The VMP Security Web Application Firewall does not have a separate “Learning Mode” that observes traffic without blocking. The firewall is either Enabled and Protecting or Disabled. False positives — legitimate requests that happen to match an attack pattern — are handled by adding the URL and parameter to the firewall’s allowlist.

In This Article

What allowlisting does

An allowlist entry tells the firewall to skip rule evaluation for a specific combination of request URL and parameter. Future requests that match that URL/parameter pair are not tested against the WAF rules and therefore cannot be blocked by them.

Allowlist entries do not disable the firewall globally, and they do not affect Brute Force Protection, country blocking, or the IP blocklist — those layers continue to apply.

Allowlisting from the block page

If the firewall blocks a request you initiated yourself while logged in as an administrator, the 403 block page includes a button to add the offending parameter to the allowlist. This is the fastest path for one-off false positives. The page also shows the rule that matched, the request URL, and the parameter name — useful when filing a support ticket if the block looks wrong.

Allowlisting from Live Traffic

  1. Open VMP Security → Tools and switch to the Live Traffic tab.
  2. Locate the blocked request in the table (filter by status if needed).
  3. Use the row action to add the request’s URL/parameter pair to the allowlist.

This is the right place to start if a non-administrator on your site reported being blocked — you can find the blocked request in the log without having to reproduce it yourself.

Allowlisting from Firewall Options

For manual entries, open VMP Security → Firewall → Firewall Options and scroll to the allowlist table near the bottom of the page. You can add, edit, and remove entries here. Each entry is a URL/parameter pair, optionally restricted to a particular HTTP method or rule ID.

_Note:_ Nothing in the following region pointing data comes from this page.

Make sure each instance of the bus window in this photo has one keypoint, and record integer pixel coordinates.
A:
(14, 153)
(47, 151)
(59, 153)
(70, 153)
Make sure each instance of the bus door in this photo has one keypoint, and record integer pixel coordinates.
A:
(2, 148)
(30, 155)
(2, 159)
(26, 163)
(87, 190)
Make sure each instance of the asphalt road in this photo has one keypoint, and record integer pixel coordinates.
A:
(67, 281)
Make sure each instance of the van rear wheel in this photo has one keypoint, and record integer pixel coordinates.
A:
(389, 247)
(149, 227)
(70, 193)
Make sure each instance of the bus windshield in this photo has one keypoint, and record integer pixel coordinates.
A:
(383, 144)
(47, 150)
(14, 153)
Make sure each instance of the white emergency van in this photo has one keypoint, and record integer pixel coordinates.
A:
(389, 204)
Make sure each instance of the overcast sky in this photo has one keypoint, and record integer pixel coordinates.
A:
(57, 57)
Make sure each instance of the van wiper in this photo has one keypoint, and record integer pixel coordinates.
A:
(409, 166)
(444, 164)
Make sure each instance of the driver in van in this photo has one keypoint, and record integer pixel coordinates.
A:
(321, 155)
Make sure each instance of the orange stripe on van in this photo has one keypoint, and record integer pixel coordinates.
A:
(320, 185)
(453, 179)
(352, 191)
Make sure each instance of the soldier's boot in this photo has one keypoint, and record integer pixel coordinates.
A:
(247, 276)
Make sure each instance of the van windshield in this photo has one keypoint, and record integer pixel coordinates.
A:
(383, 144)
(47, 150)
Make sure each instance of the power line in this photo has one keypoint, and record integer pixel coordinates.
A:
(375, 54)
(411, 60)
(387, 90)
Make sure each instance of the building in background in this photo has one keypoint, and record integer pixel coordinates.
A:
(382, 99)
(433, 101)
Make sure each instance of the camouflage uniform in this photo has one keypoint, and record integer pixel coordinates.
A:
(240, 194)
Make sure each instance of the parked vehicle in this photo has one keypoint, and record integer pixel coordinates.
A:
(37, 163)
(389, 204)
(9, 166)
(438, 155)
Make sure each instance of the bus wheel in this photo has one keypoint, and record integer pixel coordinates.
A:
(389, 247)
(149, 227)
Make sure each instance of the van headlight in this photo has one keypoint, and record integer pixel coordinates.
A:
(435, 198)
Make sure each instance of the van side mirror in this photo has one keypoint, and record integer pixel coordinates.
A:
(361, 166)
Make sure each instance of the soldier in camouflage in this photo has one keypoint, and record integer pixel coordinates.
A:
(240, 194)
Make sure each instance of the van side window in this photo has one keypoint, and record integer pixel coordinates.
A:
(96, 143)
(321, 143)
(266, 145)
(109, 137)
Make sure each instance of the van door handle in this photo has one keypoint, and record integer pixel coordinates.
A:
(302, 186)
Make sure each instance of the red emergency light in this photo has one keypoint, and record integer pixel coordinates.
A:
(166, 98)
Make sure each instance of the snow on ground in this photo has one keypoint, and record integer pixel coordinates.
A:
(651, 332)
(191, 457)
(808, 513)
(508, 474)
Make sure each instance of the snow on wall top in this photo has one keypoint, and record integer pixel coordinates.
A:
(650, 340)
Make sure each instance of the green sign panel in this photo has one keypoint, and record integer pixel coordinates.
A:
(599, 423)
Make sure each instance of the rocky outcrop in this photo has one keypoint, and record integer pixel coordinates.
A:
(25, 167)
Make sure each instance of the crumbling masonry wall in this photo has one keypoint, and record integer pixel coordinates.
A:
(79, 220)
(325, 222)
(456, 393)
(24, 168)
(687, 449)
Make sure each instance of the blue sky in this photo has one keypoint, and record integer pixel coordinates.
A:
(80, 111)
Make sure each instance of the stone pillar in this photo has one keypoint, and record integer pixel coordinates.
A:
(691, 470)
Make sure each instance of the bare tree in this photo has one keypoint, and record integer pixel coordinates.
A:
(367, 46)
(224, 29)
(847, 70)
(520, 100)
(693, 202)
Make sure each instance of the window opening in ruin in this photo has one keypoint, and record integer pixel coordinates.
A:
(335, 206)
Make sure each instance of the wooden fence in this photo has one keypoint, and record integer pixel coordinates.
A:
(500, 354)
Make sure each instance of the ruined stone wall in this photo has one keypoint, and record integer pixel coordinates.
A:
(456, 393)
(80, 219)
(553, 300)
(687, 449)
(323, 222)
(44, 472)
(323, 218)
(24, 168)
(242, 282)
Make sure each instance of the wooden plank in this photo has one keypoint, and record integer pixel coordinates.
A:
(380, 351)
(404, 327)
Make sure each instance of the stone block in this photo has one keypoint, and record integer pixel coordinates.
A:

“Background Request Blocked” notices

Some requests sent by your browser in the background (XHR/fetch from the WordPress admin or a frontend builder) can match firewall rules. When that happens, an administrator who is logged in sees a small “Background Request Blocked” notice on the page. The notice includes a one-click button to allowlist the request if you know it is safe. Regular visitors and lower-privileged users do not see these notices.

If a background request comes from a link sent to you by another person or another site, do not allowlist it without understanding what it does — that is the case where the firewall is most likely doing its job correctly.